0

I have a 3 node kubernetes cluster with k8s 1.22 version with flannel setup and running fine. I did run live migration steps from flannel to calico as describes in here. Cluster migrated to calico successfully. However when I tried multiple times, couple of times I encountered below scenario.

  • flannel migration job is running even after 20 hours.
  • flannel to calico migration was not successfull.
  • two nodes out of 3 nodes(node2 and node3) were running calico node
  • one node(node1) was in schedulingdisabled mode and calico node was not running on the setup.
  • When I read logs from flannel migration job, it was trying to reach kube-apiserver and it was down during that time, hence it was failed.

Later after sometime when kube-api server was stable I tried re-running flannel migration job, it didn't proceed and nothing happened.

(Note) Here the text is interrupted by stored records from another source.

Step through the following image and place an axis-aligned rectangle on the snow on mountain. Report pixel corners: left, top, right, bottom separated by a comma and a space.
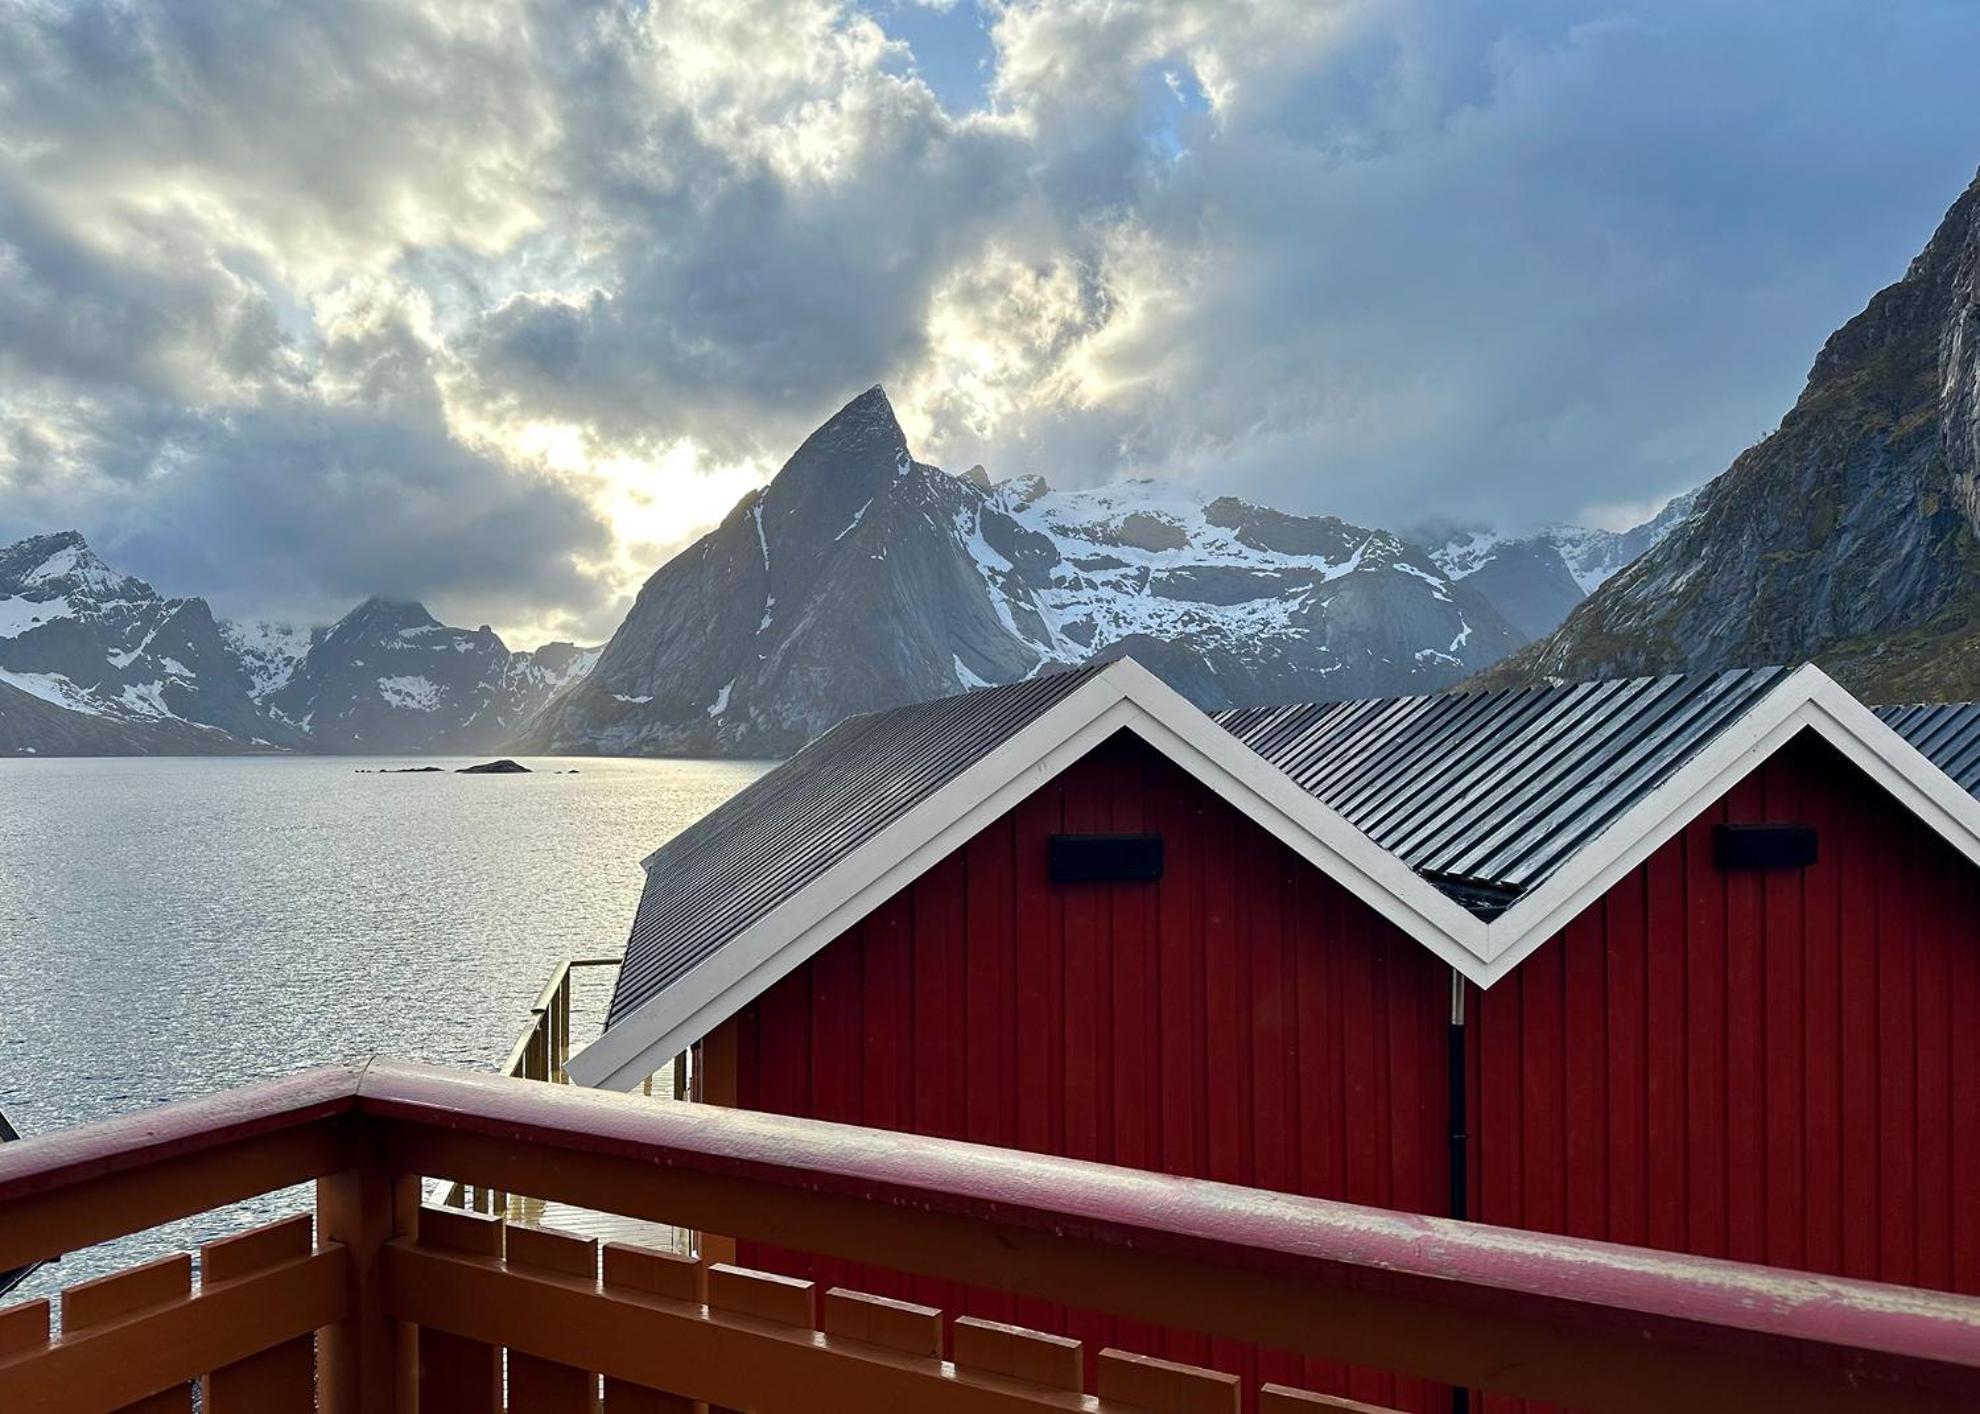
265, 598, 602, 752
0, 531, 288, 754
1, 533, 604, 755
1416, 490, 1700, 641
528, 386, 1529, 759
220, 619, 315, 700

How do I make flannel to calico migration idempotent. I want to rerun and make sure flannel to calico migration completes in case of failures.

Any help and suggestions are appreciated.

Siddharood
  • 61
  • 5

1 Answers1

0

My thought is that maybe the node got halfway migrated and is giving some wonky error as a result. When in doubt, revert and redo.

To determine which nodes were migrated to Calico:

kubectl get nodes -l projectcalico.org/node-network-during-migration=calico

Then cordon and drain the node that was migrated halfway:

kubectl drain {node name}

Log into the node and remove the CNI configuration:

rm /etc/cni/net.d/10-calico.conflist

Reboot the node and make sure to Enable flannel:

kubectl label node {node name} projectcalico.org/node-network-during-migration=flannel --overwrite

Uncordon the node:

kubectl uncordon {node name}

Remove the nodeSelector from the flannel daemonset:

kubectl patch ds/kube-flannel-ds-amd64 -n kube-system -p '{"spec": {"template": {"spec": {"nodeSelector": null}}}}'

Then lastly remove the migration label from the node in question:

kubectl label node {node name} projectcalico.org/node-network-during-migration-

NOW. Redo the migration with the knowledge that the kube-api server is up and stable and let me know what happens my guy.

Brendan
  • 1
  • 2